Dengan demikian, dikirimlah pasukan untuk menumpas para pemberontak
di Yamamah. Dalam penumpasan ini banyak umat islam yang gugur, yang terdiri
dari sahabat dekat Rasulullah dan para hafidz Al-Quran, sehingga mengurangi
jumlah sahabat yang hafal Al-Quran. Oleh karena itu, Umar bin Khattab
menyarankan kepada khalifah Abu Bakar untuk mengumpulkan ayat-ayat Al-Quran,
kemudian untuk merealisasikan saran tersebut diutuslah Zaid bin Tsabit untuk
mengumpulkan semua tulisan Al-Quran. Pola pendidikan pada masa Abu Bakar masih
seperti pada masa Nabi, karena jarak sejarah antara Nabi dan Abu bakar masih
sangat dekat.
Dari segi materi pendidikan islam terdiri dari pendidikan tauhid
atau keimanan, akhlak, ibadah, kesehatan, dan lain sebagainya.[2]
1.
Pendidikan
keimanan, yaitu menanamkan bahwa satu-satunya yang wajib disembah adalah Allah.
2.
Pendidikan
akhlak, seperti adab masuk rumah orang, sopan santun bertetangga, bergaul dalam
masyarakat, dan lain sebagainya. Pendidikan ibadah seperti pelaksanaan shalat,
puasa dan haji.
3.
Kesehatan
seperti tentang kebersihan, gerak-gerik dalam shalat merupakan didikan untuk
memperkuat jasmani dan rohani.
Pada masa khalifah Abu bakar
kegiatan mengajarkan hadits lebih meningkat, selain untuk kepentingan
pemeliharaan perbendaharaan hadits juga sangat dibutuhkan untuk kepentingan
dasar penafsiran al-quran dalam usaha memperoleh suatu ketetapan hukum.
Pelajaran bahasa asing mulai dirintis untuk memenuhi kebutuhan komunikasi
dengan penduduk yang tidak berbahasa arab sebagai akibat perluasan wilayah
islam keluar jazirah arab.[3]
Menurut Ahmad Syalabi,
lembaga untuk belajar membaca menulis ini disebut dengan kuttab. Kuttab
merupakan lembaga pendidikan yang dibentuk setelah masjid, selanjutnya Asma Hasan
Fahmi mengatakan bahwa kuttab didirikan oleh orang-orang Arab pada masa Abu
Bakar dan pusat pembelajaran pada masa ini adalah Madinah, sedangkan yang
bertindak sebagai tenaga pendidik adalah para sahabat Rasul yang terdekat.
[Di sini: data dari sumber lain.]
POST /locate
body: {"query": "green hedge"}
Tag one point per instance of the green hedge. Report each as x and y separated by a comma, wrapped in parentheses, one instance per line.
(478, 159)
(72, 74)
Lembaga pendidikan islam adalah masjid, masjid dijadikan sebagai benteng
pertahanan rohani, tempat pertemuan dan lembaga pendidikan islam, sebagai
tempat salat berjamaah, membaca Al-Quran, dan lain sebagainya.[4]
Berdasarkan uraian di atas,
penulis berkesimpulan bahwa pelaksanaan pendidikan islam pada masa khalifah Abu
Bakar ini adalah sama dengan pendidikan Islam yang dilaksanakan pada masa Nabi
baik materi maupun lembaga pendidikan.
B.
Masa
Umar bin Khattab (13-23H: 634-644 M)
Sesaat sebelum Abu
Bakar meninggal, beliau menunjuk Umar sebagai penggantinya setelah
dimusyawarahkan dengan para sahabat lainnya. Pada masa Khalifah Umar bin
Khattab, kondisi politik dalam keadaan stabil, usaha perluasan wilayah Islam
memperoleh hasil yang gemilang. Wilayah Islam pada masa Khalifah Umar meliputi
Semenanjung Arabia, palestina, Syiria, Irak,Persia, dan Mesir.[5]
Dengan meluasnya
wilayah Islam mengakibatkan meluasnya pula kehidupan dalam segala bidang. Untuk
memenuhi kebutuhan ini diperlukan manusia yang memiliki keterampilan dan
keahlian, sehingga dalam hal ini diperlukan pendidikan.
Pada masa Khalifah Umar
bin Khattab, sahabat – sahabat yang sangat berpengaruh tidak boleh keluar
daerah kecuali atas izin dari khalifah dan dalam kurun waktu yang terbatas.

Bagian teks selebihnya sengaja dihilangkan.